The whole idea I think this movie is trying to get across is that while CJ was made to be evil, he was nurtured to be good, and he was worth saving. So, when you think about all of this from that angle, couldn’t all those other cloned child soldiers have been saved, too?
All around, there was a lot of weird violence that involved kids in this movie, and I know they’re not normal kids; they’re evil clones, but still…In the end, I think this move kind of contradicts the whole point of saving the kid who had been with Jeff for a long time. So, it’s an odd note to end on.

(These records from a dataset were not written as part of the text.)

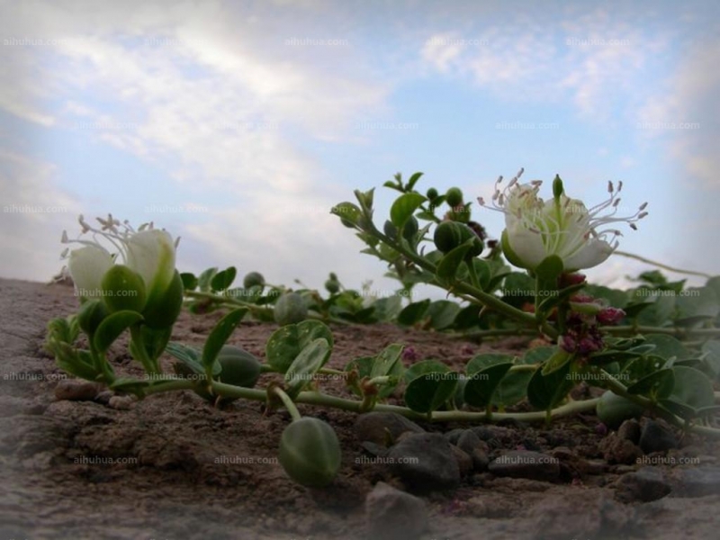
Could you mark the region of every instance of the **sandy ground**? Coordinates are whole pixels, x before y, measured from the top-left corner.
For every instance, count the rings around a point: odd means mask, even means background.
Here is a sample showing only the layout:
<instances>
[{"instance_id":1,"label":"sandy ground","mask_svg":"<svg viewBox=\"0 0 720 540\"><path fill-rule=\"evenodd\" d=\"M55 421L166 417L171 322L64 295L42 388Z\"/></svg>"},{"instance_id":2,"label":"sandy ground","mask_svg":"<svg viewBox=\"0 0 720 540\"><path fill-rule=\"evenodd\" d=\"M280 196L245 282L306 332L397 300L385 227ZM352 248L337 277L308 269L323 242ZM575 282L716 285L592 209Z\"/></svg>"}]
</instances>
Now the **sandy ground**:
<instances>
[{"instance_id":1,"label":"sandy ground","mask_svg":"<svg viewBox=\"0 0 720 540\"><path fill-rule=\"evenodd\" d=\"M292 483L275 460L286 414L264 416L258 402L236 401L220 410L189 392L150 396L129 409L110 407L106 400L58 400L55 387L64 375L41 344L47 321L76 307L72 289L0 280L0 540L364 538L367 493L381 480L397 484L383 465L358 463L366 454L350 413L301 407L328 420L343 446L338 481L310 490ZM219 316L184 313L174 338L199 345ZM262 357L274 328L243 323L230 342ZM333 330L334 367L395 342L456 367L487 348L392 326ZM113 346L111 358L120 374L141 376L122 346ZM164 365L170 364L165 358ZM346 395L339 382L328 388ZM590 460L598 455L596 425L590 416L548 431L516 426L504 444L513 449L529 441L544 451L562 444L572 447L573 459ZM457 426L422 427L448 431ZM716 444L688 438L683 445L704 464L716 465ZM429 528L422 537L716 536L720 495L671 494L623 504L614 498L614 486L630 470L608 466L598 474L569 467L554 483L469 475L453 492L423 497ZM666 471L669 477L675 472Z\"/></svg>"}]
</instances>

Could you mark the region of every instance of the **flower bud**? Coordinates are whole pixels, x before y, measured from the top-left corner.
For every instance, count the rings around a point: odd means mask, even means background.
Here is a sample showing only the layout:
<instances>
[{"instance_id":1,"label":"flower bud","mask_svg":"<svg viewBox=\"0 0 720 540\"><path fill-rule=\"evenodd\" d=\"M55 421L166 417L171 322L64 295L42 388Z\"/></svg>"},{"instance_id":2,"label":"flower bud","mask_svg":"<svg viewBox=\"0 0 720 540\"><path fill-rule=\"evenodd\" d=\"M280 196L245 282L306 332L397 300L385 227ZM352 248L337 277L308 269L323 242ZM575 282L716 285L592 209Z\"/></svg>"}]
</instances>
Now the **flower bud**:
<instances>
[{"instance_id":1,"label":"flower bud","mask_svg":"<svg viewBox=\"0 0 720 540\"><path fill-rule=\"evenodd\" d=\"M274 307L275 322L280 326L302 322L308 317L305 301L297 292L286 292L277 299Z\"/></svg>"},{"instance_id":2,"label":"flower bud","mask_svg":"<svg viewBox=\"0 0 720 540\"><path fill-rule=\"evenodd\" d=\"M625 311L618 308L605 308L596 315L598 322L600 324L617 324L625 318Z\"/></svg>"},{"instance_id":3,"label":"flower bud","mask_svg":"<svg viewBox=\"0 0 720 540\"><path fill-rule=\"evenodd\" d=\"M340 442L327 422L305 417L285 428L280 440L279 461L296 482L322 488L340 470Z\"/></svg>"},{"instance_id":4,"label":"flower bud","mask_svg":"<svg viewBox=\"0 0 720 540\"><path fill-rule=\"evenodd\" d=\"M86 246L70 252L68 269L80 298L96 295L103 276L112 266L112 256L101 246Z\"/></svg>"},{"instance_id":5,"label":"flower bud","mask_svg":"<svg viewBox=\"0 0 720 540\"><path fill-rule=\"evenodd\" d=\"M130 310L142 311L145 307L145 282L125 265L115 265L103 277L103 300L111 313Z\"/></svg>"},{"instance_id":6,"label":"flower bud","mask_svg":"<svg viewBox=\"0 0 720 540\"><path fill-rule=\"evenodd\" d=\"M242 286L246 289L254 286L265 287L265 277L259 272L250 272L242 279Z\"/></svg>"}]
</instances>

Why On Earth Did They Set Up A Sequel?
But guess what, the movie doesn’t end there. No, no, there’s a mid-credits scene that sets up another story.
Yeah, after some delightful bloopers and a dance number that featured the four lead actors in red track suits, Brian’s wife Emily (Sarah Chalke) shows up with a big bag of Tostitos chips and salsa and asks about the playdate. However, before Kevin James’ character can tell the story, CJ and Jeff knock on his door with sleeping bags in hand.
Then, after making Brian guess why they were there, Jeff says a bunch of new bad guys burned down his house…thereby setting up another adventure.
I don’t need that to happen, though. I’m fine, at best, with what we got here; it was enough WTF energy for me, and I’d just like all these characters to go back to their normal everyday lives while I go back to mine.